What do Labour’s proposed reforms to worker status mean for employers?

Taken together, if the proposals to move to a single “worker” status and remove qualifying periods for certain basic rights are implemented, they will have a significant impact on businesses. Employers will need to:

  • Accommodate and meet the cost of additional rights such as sick leave and pay, and family leave and pay to individuals who previously did not qualify as workers. Business will need to consider how they do this, whether by passing the cost on to the end-user or otherwise.
  • Review and amend contracts and policies. In certain industries, many individuals are likely to be re-classified from “worker” to employee and this will need to be accounted for.

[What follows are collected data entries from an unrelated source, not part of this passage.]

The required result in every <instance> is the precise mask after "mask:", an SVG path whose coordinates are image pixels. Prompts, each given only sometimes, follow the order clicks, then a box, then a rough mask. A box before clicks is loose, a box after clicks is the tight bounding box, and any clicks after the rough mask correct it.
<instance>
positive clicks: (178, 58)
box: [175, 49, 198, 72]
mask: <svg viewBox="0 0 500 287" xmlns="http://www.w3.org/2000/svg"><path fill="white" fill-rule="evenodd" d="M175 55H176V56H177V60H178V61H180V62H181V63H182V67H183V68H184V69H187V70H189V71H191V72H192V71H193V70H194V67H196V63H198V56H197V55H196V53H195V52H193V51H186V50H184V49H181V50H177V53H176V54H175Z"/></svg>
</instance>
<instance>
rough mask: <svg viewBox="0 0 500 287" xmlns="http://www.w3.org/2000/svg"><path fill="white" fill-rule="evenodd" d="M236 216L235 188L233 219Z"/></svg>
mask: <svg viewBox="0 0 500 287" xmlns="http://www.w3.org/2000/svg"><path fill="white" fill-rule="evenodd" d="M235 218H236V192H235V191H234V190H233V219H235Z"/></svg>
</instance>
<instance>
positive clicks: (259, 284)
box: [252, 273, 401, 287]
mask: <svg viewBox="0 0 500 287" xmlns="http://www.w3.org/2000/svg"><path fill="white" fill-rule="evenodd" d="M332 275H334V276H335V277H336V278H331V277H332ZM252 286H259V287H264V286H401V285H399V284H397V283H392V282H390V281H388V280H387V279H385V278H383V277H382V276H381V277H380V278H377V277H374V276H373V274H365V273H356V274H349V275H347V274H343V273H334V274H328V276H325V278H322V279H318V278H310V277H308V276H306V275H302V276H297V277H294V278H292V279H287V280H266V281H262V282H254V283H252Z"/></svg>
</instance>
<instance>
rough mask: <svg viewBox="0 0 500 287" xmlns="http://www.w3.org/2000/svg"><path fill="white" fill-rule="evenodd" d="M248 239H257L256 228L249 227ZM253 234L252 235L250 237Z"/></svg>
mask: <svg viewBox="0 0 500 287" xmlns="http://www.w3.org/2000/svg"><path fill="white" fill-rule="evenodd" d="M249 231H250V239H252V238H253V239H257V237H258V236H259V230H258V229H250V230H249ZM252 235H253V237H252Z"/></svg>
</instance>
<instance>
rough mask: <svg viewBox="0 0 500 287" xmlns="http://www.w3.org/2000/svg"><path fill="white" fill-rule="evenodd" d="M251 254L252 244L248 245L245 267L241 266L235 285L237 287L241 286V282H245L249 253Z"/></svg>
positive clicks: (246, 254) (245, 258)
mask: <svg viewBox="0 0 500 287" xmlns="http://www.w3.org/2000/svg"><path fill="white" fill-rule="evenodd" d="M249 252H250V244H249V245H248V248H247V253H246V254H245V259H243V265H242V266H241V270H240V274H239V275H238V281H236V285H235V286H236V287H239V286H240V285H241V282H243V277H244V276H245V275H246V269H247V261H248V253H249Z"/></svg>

What steps should employers take to prepare?

Whilst further detail of the Labour party’s reforms to employment status is needed, employers should consider taking the following action now to prepare:

  • Evaluate workforce composition across the UK to identify the distribution of employees, workers, and self-employed individuals to identify those potentially impacted by the reforms.
  • Conduct impact assessments to evaluate the potential financial repercussions of changes in employment status classification on various operational aspects, including compliance, HR processes, payroll, and employee benefits.